10年以上スクリプトを書き続けていると、「前にも似た様なのを書いた事あるなあ‥‥」と言うルーチンを何度も書き直す事があります。書いた事があるのなら再利用すれば良いのでしょうが、(自分で言うのもナニですが)管理がずさんなのでどこにあるのか解りません。もし探し出したとしても、メインルーチンに組み込まれていて分離がめんどくさかったり、そもそもスクリプト文書き方そのものが場当たり的で内容を整理するのに手間取ったり、‥‥まあ、情けない状態なのです。
そんな事から、4〜5年前から「外部スクリプトモジュール群」を作って、「スクリプト本文は骨組み作りに徹して、肉付けは各種外部スクリプトモジュールでおこなう」取り組みをしている‥‥のですが、外部スクリプト自体の管理ができていなければ、やはり結果は以前と同じ「グダグダな状態」になります。
なので、最近は「使い易いスクリプトモジュールのシステム」の整備と保守に力を注いでいます。映像制作のスクリプトを作る際に有用な新しい「ツールキット」(各種モジュールをひとまとめにしてパッケージしたもの)を確立する取り組みです。
ツールキットを自作する際に気をつけているのは、入出力のスタンダードを(大まかでも)決めておく事‥‥と、何と言っても「ヘルプ〜使用法説明」の記述です。自分で書いたものでも、数年経てば細かい仕様など忘れてしまいますからネ。

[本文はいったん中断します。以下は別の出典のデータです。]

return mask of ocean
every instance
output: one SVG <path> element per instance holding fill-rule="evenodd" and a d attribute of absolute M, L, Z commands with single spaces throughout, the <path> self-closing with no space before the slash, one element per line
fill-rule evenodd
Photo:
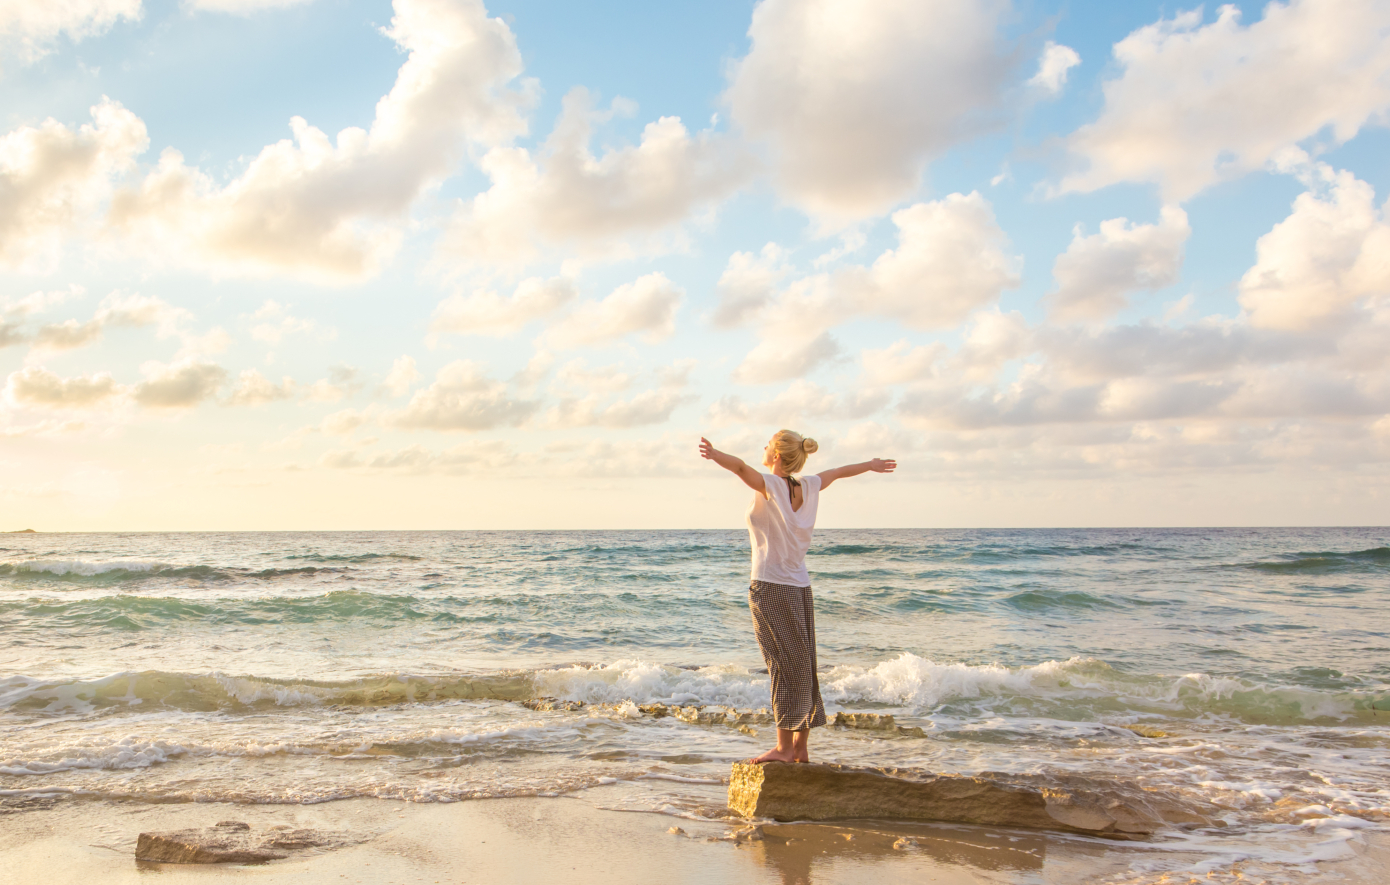
<path fill-rule="evenodd" d="M 829 713 L 900 726 L 817 729 L 814 761 L 1216 824 L 1136 869 L 1316 869 L 1390 829 L 1390 529 L 820 530 L 807 563 Z M 774 738 L 747 569 L 742 531 L 0 535 L 0 813 L 582 793 L 719 819 Z"/>

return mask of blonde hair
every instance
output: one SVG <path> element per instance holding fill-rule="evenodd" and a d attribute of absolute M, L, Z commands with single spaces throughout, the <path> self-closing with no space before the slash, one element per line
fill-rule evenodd
<path fill-rule="evenodd" d="M 806 456 L 815 454 L 820 445 L 795 430 L 779 430 L 772 435 L 772 449 L 787 473 L 797 473 L 806 465 Z"/>

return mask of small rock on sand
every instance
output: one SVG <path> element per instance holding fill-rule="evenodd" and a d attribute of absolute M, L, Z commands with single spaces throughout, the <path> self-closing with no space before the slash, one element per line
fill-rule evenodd
<path fill-rule="evenodd" d="M 224 820 L 213 827 L 141 833 L 135 859 L 153 863 L 265 863 L 305 848 L 334 848 L 344 840 L 318 830 L 272 827 L 262 834 L 251 825 Z"/>

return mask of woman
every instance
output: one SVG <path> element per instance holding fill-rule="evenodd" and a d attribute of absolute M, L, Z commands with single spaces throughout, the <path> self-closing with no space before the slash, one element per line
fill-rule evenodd
<path fill-rule="evenodd" d="M 700 438 L 700 456 L 732 473 L 752 489 L 748 537 L 753 547 L 753 577 L 748 607 L 753 633 L 772 677 L 772 712 L 777 719 L 777 746 L 750 762 L 809 762 L 806 741 L 811 729 L 825 724 L 820 680 L 816 676 L 816 615 L 806 549 L 816 525 L 822 490 L 837 479 L 861 473 L 892 473 L 898 463 L 875 458 L 836 467 L 812 476 L 794 474 L 818 446 L 791 430 L 779 430 L 763 448 L 759 473 L 733 455 Z"/>

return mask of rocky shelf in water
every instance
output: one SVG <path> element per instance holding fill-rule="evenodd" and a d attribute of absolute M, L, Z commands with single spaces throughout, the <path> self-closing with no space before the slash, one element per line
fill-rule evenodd
<path fill-rule="evenodd" d="M 736 762 L 729 776 L 729 808 L 745 818 L 776 821 L 937 821 L 1115 839 L 1142 838 L 1170 824 L 1212 825 L 1177 800 L 1090 787 L 846 765 Z"/>

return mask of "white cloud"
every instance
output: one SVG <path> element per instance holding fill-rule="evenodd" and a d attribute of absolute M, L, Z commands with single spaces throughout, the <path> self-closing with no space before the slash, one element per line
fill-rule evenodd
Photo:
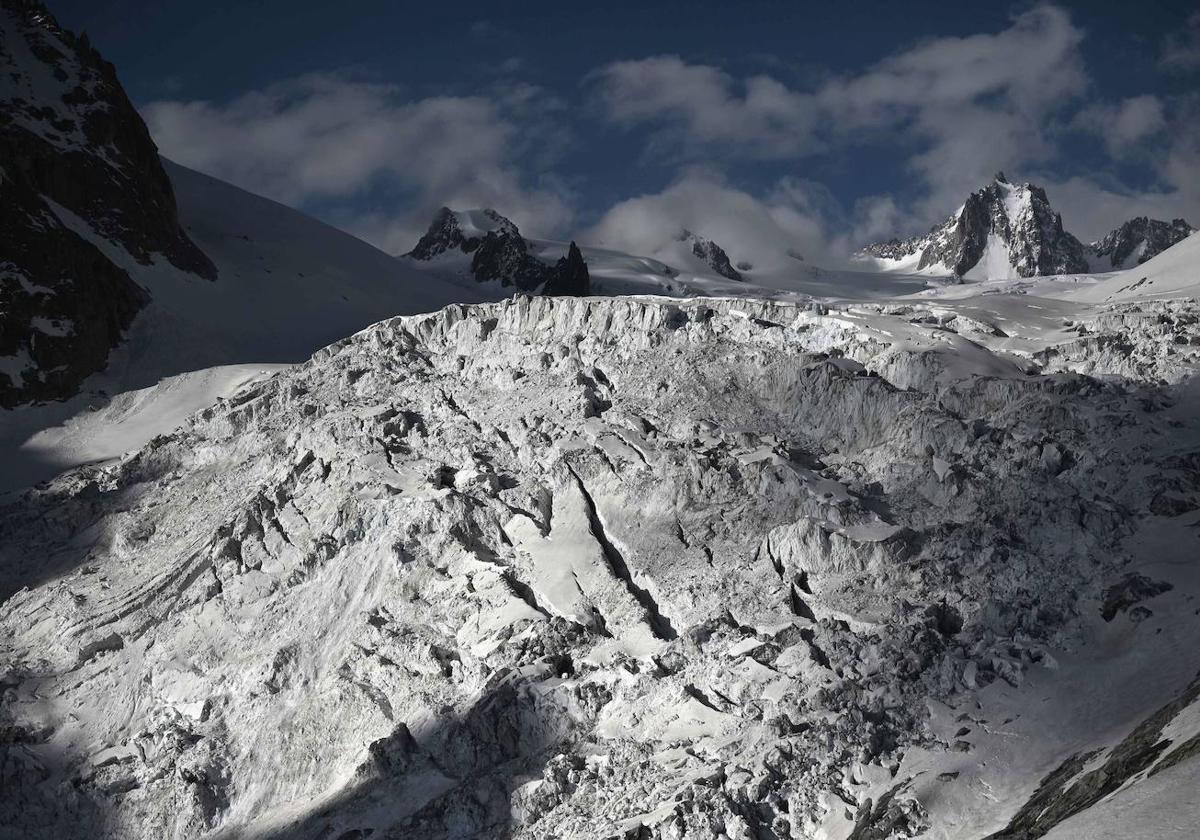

現在編纂しているツールキットの内容は多岐にわたります。いくつか挙げると‥‥
・フォルダの中の連番ファイルの1番目を探すルーチン(対象外ファイルは除外しつつ)
・フォルダの中の連番ファイルの数を数えるルーチン
・連番のカウントと実際のファイル数の一致を調べるルーチン
・連番ファイルを任意コーデックのQTファイルに変換するルーチン
・QTファイルにチャプターを打ち込むルーチン
・QTファイルの各種情報を取得するルーチン
・尺などの情報をデータベースに照合するルーチン
・数字から0+0の尺書式へ変換するルーチン
・30fpsのフレーム数を24fpsへ読み変えるルーチン〜その逆もあり
・書式を正式化するルーチン〜「1C」を「001c」に変換するとか
・バーコードをクエリ文字列(=カット名正式書式)へ変換するルーチン
・ファイル名から各種情報を取り出すルーチン
・辞書クラスの配列を任意キーのバリューでソートするルーチン(AppleScriptには無いんだよね、こういうのが‥‥)
・プルダウン時にAfter Effectsのレンダリング範囲を微調整するルーチン
・After EffectsのアイテムIDからアイテムオブジェクトそのものを取得するルーチン
・タイムシートなどの文字列からタイムリマップキーデータを生成するルーチン
・ログを書き出すルーチン
‥‥など、挙げればきりがないほどです。「挙げればきりがない」ものを放置してれば、そりゃあ、収拾がつかなくなるわな。
ツールキットを構築し始めた最初のうちは、整理整頓のほうに手間取って「逆に開発が進まない」と感じる事もありましたが、ある程度出来上がって来ると、開発自体が楽になり、さらにはアップデートの効率も良くなりました。
ただ、いまはまだ移行の中途段階で、色々と悩ましい事もあります。特に今でも稼働中のxtoolsは旧スクリプトモジュールが必要不可欠なので、新ツールキットへの移行が面倒です。‥‥まあ、がんばるしか無いですけど。